Changchun, China — According to sources in China, areas surrounding the North Korean border are suffering significant rice shortages and attendant inflation due to a sudden decision by the North Korean authorities to allow rice imports, despite this being the annual period when North Korean customs houses close for a winter break.
As a result of the decision, North Korean merchants charged with providing rice to procurement stores set about bringing in more from China. In addition, National Security Agency officials and border patrol units started buying up Chinese rice. Accordingly, cities along the North Korea-China border such as Jilin and Changbai are suffering noticeable rice shortages.
Suh, a Korean-Chinese residing in Changbai, told The Daily NK, “Due to merchants headed for North Korea blindly gathering whatever rice they can, the supply in Changbai has completely dried up. It is nearly impossible to see cheaper forms of rice any more, and the price of higher-quality rice has gone up.”
North Korea officially closed Hyesan customs house at the beginning of December, prohibiting all trade until the end of January 2010. Meanwhile, due to the fact that setting prices was difficult immediately after the November 30th currency reform, food and other daily necessity transactions ceased in the North Korean markets, and government regulation permitted the sale of food in procurement stores only, since they are the places in which state price regulation remains feasible.
With the rice supply tumbling in this way, concerns over a food crisis rose sharply.
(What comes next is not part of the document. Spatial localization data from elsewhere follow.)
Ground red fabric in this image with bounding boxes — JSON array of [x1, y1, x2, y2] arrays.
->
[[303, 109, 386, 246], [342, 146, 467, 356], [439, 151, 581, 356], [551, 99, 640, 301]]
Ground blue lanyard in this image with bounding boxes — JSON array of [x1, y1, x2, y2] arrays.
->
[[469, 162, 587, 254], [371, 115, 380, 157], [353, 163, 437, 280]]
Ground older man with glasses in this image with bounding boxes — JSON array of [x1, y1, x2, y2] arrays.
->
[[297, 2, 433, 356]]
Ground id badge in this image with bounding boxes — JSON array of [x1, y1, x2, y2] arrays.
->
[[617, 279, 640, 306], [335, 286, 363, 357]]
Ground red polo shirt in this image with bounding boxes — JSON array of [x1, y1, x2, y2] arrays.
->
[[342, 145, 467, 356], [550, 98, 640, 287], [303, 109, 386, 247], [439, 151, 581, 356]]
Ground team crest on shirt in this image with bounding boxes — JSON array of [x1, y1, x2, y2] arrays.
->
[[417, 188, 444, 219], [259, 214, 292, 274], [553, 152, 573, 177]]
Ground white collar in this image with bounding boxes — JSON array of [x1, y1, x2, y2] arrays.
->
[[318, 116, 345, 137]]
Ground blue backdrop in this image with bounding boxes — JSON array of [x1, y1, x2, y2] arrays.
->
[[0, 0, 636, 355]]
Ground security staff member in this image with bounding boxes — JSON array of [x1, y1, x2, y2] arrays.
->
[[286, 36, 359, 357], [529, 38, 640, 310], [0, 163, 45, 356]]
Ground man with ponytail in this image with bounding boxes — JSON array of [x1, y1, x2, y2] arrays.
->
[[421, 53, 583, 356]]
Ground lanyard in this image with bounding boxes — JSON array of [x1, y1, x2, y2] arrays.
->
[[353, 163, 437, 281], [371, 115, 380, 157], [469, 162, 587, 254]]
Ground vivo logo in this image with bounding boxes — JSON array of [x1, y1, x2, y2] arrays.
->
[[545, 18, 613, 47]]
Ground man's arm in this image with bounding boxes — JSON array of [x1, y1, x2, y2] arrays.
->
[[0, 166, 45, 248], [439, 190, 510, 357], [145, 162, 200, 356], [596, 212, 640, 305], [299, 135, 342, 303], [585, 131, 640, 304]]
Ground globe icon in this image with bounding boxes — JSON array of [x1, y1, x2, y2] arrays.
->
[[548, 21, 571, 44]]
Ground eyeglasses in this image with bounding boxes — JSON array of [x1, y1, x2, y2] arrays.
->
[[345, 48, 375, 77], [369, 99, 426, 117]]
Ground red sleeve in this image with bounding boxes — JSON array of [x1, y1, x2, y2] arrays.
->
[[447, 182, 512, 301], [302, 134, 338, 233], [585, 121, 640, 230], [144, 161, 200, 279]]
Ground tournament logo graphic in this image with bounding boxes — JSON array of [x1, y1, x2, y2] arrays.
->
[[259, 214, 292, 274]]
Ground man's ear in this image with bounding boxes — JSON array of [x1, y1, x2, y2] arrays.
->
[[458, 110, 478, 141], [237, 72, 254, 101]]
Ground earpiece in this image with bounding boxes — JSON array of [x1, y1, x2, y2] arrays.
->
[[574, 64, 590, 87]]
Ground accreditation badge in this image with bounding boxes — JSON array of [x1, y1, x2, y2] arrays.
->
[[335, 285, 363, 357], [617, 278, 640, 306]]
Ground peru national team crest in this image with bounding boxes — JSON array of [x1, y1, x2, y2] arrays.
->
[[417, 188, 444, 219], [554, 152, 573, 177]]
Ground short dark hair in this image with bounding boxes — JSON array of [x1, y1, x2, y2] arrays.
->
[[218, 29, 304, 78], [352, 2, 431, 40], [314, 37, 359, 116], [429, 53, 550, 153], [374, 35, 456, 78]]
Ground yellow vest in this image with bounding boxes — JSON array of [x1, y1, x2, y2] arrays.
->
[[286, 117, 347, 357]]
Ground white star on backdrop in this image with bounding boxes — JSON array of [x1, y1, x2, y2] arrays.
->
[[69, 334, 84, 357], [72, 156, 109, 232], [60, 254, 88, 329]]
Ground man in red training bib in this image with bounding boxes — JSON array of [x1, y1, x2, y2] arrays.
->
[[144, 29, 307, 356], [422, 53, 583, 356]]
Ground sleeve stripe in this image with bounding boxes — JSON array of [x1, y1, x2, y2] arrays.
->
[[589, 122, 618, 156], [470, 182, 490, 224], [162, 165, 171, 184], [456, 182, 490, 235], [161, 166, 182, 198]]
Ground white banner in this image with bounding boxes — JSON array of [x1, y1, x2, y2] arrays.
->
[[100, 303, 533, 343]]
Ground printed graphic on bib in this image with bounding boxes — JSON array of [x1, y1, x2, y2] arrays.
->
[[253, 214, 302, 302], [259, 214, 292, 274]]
On the 10th, a mother and daughter allegedly died of starvation in Gapsan, Yangkang Province, causing a swift response from a local Party concerned over the possibility of widespread unrest.
The North Korean authorities then started allowing imports as of December 11th, as well as permitting the entry of Chinese citizens intending to visit relatives in North Korea on the condition that they bring food into the country.
Before North Korea’s currency reform, the Chinese authorities applied a preliminary reporting system to that rice which was due for export to the North, but since the redenomination it has not made any attempt to curb the outflow.
Until November, the price of rice in the markets of Changbai was as follows (unit: 25kg): 95~100 Yuan for first-grade rice, 85 Yuan for second-grade rice and around 70 Yuan for third-grade rice.
But as of the 26th, it was virtually impossible to purchase a large quantity of third-grade rice, and Chinese merchants had applied new prices; 120 Yuan for first-grade and 100 Yuan for second-grade rice; that’s a 20% rise inside of a month.
Suh added, “The rice which usually goes into North Korea is third-grade, but with North Korean people taking rice out of China, the price has increased by 20%. Residents in Changbai have been shocked by the price of rice climbing in general, and the increase in the price of third-grade rice.”
Due to the climate of the region surrounding the North Korean border, Changbai is not a rice-growing area. As a result of that, and recent harsh weather, the situation is being exacerbated. Suh explained, “It has been snowing heavily in China, which has resulted in traffic congestion in many places. Bringing rice from inland could help bring down the price, but in this current situation, the price will continue to go up.”
Ceaseless North Korean smuggling also plays a role in the price increases. The Daily NK’s Yangkang Province source explained, “Currently, in Hyesan, there is probably more rice being smuggled in than is coming in through customs. After the currency reform, the authorities prohibited the sale of daily necessities, so smugglers focused on rice instead.”